Mean Lead Time for Changes
Time between commit and branch in production
Shorter = better.
I feel like this is more useful if you use it to show what’s holding up one team’s flow. You cannot use this to reliably compare across teams. Even for one team the idea should more more that a deviation away from normality should be investigated rather than shorter is better. The writing I found seems to sell it as the “efficiency” of the devops chain, which I think is irresponsible wording. A reasonable problem finding measurement, though.
Change Failure Rate
Number of failures in production divided by total number of deployments
This is heavily context-dependent. What do we consider a failure? The suggestion seems to be anything that needs a rollback or hotfix. Now I can see the value in detecting changes in that number, because you can see if it gets higher when you’re not expecting it to and try to identify why that could be, but one writer puts that “for elite engineering teams, no more than 15% of their deployments result in degraded services” and another writes “Most DevOps teams can achieve a failure rate between 0% and 15%”.
Each failure is different. Also each failure now has to be assigned blame, or how do we know whose change failure rate we are counting?

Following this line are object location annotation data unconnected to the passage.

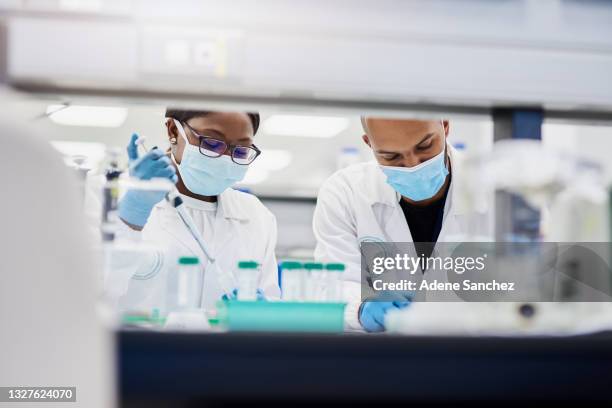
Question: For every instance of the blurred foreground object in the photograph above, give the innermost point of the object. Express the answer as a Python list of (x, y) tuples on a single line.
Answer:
[(51, 332)]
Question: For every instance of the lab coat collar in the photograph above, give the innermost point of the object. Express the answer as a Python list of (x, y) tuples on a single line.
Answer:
[(229, 205)]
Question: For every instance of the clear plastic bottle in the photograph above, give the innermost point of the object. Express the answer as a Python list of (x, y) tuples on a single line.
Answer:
[(334, 277), (315, 282), (248, 278), (292, 281), (185, 285)]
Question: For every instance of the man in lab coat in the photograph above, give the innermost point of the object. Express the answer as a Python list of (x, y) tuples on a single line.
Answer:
[(406, 194)]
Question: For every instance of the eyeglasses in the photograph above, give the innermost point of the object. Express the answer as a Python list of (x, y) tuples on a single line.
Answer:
[(211, 147)]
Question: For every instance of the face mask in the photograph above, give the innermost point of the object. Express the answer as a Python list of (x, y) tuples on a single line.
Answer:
[(205, 175), (419, 182)]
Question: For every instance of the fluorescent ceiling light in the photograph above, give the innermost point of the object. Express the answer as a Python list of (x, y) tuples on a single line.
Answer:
[(92, 152), (273, 160), (307, 126), (255, 176), (81, 115)]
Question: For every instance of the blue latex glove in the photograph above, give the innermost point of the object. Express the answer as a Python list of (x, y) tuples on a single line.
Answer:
[(136, 205), (372, 313), (260, 295)]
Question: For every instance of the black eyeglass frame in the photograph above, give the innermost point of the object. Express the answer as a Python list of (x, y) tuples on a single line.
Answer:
[(231, 148)]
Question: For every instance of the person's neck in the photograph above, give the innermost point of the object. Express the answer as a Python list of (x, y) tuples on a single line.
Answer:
[(180, 186), (438, 196)]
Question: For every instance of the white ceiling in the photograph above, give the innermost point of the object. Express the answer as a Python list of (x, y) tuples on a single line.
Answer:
[(312, 159)]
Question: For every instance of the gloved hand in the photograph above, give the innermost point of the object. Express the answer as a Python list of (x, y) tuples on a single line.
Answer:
[(260, 295), (372, 312), (136, 205)]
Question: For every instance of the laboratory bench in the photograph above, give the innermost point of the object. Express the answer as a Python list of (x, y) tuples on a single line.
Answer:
[(234, 369)]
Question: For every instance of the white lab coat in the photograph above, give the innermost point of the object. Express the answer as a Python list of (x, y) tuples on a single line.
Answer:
[(244, 229), (356, 205)]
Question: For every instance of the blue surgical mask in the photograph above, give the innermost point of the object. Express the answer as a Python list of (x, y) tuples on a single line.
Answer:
[(205, 175), (420, 182)]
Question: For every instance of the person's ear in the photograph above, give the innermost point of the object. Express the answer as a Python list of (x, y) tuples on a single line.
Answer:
[(366, 140), (446, 126), (172, 132)]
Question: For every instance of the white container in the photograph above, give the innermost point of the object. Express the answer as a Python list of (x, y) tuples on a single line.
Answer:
[(248, 278), (292, 281), (185, 286)]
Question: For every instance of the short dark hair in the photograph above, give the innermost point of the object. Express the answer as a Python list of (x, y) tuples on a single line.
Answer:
[(185, 115)]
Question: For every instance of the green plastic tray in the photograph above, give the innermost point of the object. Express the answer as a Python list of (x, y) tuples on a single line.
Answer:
[(281, 316)]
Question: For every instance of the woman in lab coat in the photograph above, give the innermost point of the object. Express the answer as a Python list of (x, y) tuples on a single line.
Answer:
[(408, 194), (209, 152)]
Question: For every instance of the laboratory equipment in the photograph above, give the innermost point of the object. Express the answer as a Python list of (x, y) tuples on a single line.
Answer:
[(292, 282), (110, 196), (247, 277), (281, 316), (314, 284), (333, 282), (184, 296), (185, 285)]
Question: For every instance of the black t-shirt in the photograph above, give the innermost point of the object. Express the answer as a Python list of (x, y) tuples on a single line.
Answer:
[(425, 223)]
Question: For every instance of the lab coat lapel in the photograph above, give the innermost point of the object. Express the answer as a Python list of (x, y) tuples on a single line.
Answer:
[(229, 216), (172, 224)]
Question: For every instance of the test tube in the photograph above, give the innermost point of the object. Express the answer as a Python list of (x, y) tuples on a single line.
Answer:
[(292, 282), (315, 281), (248, 278), (334, 278), (185, 285)]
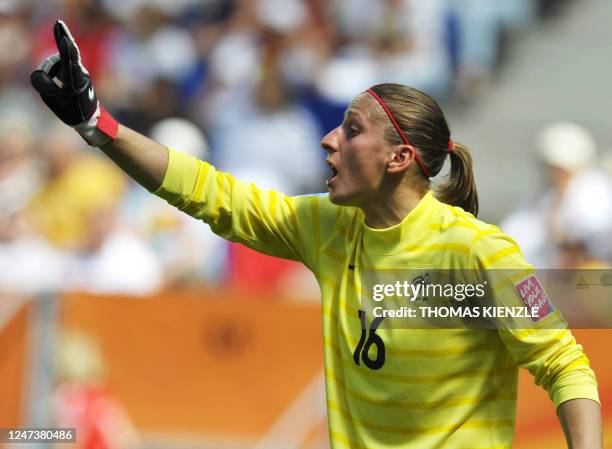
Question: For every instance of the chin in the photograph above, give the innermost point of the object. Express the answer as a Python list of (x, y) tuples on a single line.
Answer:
[(340, 199)]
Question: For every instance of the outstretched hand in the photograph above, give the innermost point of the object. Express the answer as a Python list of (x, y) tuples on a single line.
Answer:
[(63, 82)]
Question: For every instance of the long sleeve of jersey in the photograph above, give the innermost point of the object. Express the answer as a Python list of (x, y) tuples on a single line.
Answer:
[(264, 220), (546, 348)]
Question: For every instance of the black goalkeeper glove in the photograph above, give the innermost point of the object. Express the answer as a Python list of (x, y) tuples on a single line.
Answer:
[(65, 86)]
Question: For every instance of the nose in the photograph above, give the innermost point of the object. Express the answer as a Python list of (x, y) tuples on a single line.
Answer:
[(330, 142)]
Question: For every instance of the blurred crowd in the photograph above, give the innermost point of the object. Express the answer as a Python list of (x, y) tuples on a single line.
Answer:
[(250, 85)]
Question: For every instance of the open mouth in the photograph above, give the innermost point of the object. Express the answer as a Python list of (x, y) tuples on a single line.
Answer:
[(334, 173)]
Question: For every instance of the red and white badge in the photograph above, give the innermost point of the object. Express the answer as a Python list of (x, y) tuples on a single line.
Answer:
[(532, 293)]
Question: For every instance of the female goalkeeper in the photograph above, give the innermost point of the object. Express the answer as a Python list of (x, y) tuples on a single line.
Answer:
[(386, 388)]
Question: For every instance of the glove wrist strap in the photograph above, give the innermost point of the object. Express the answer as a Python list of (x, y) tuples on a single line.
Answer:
[(100, 129)]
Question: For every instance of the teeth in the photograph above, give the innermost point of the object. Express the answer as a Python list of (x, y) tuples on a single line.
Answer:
[(333, 168)]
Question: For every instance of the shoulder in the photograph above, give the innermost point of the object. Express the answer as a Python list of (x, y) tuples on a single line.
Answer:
[(318, 208), (487, 245)]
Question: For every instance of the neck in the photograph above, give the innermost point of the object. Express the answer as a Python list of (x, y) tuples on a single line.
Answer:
[(390, 210)]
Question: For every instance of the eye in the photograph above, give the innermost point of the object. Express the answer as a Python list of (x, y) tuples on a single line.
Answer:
[(351, 129)]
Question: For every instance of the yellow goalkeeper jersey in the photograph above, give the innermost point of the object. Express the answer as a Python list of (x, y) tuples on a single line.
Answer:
[(432, 388)]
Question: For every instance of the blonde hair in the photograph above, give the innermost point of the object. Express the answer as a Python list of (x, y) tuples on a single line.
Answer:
[(423, 123)]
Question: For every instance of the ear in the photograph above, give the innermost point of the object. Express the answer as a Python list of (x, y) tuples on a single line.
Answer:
[(402, 158)]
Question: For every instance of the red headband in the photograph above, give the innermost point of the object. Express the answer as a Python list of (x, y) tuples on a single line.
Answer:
[(451, 144), (400, 132)]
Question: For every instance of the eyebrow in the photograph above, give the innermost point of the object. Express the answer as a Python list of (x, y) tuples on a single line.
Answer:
[(350, 113)]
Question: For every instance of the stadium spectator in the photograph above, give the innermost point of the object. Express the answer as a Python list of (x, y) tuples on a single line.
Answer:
[(568, 226)]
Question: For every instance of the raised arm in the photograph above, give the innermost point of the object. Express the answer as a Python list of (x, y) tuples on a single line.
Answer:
[(140, 157), (267, 221)]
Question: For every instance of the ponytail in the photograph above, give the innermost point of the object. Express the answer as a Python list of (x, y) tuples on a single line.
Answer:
[(413, 117), (459, 188)]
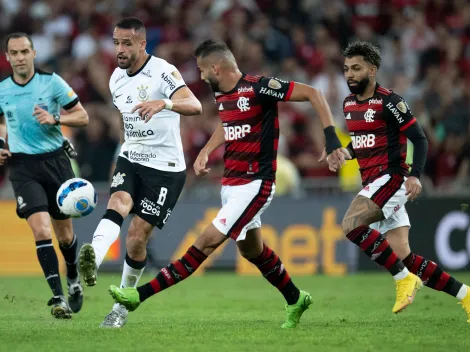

If someone changes the database and someone else changes how they access the database and they break who is at fault? It feels like a lot of process and procedure to assign a numeric value to how crap a team is, when the actual outcome really should be about process improvement. See how each thing can have value but you don’t have to walk very far for it to become stupid? It’s a good idea to keep an eye on failures and their cost and adjust with appropriate amounts of resources, but “elite teams” keeping it under that 15% is contextually deaf and doesn’t survive contact with reality when it comes to implementation.
Mean Time to Recovery
Time to restore a system to its usual functionality
Less = better
I don’t have much of a problem with measuring this. It helps to evaluate ideas like rollback systems and backups. I think it’s also important that we’re essentially talking about downtime, so we need to examine the cost and to whom, because one outage does not cost the same as another. Also a system with a backup parallel system can swap over, and we have to count the downtime for the user and the downtime of the borked system separately. There will be plenty more concerns and limitations.
Then, turns out that “elite teams can recover in under an hour” which, again, is a waste of letters. If the team takes longer one day because someone is ill is that taken into account? Whose fault is it really if Vodaphone put a shovel through a cable? Does it actually matter that it’s under an hour, or is it actually fine? Would it cost more to reduce the number than let it sit in downtime? Maybe it goes down overnight and nobody’s using it. Probably not even a night-time ops team for that, so because it takes 12 hours they’re not elite enough?
Final Notes
The DORA stuff is littered with sales points like “With live DORA dashboards in place, engineering organizations can start to see where they stand relative to other engineering organizations, and what the scope for improvement is in their software delivery processes”, which to me reads “harder, faster, prove your love for me” which displaces the reality of development - a team of people working together and for each other toward common goals - with older ideas of factory floors or newer ideas in call centre hell boxes.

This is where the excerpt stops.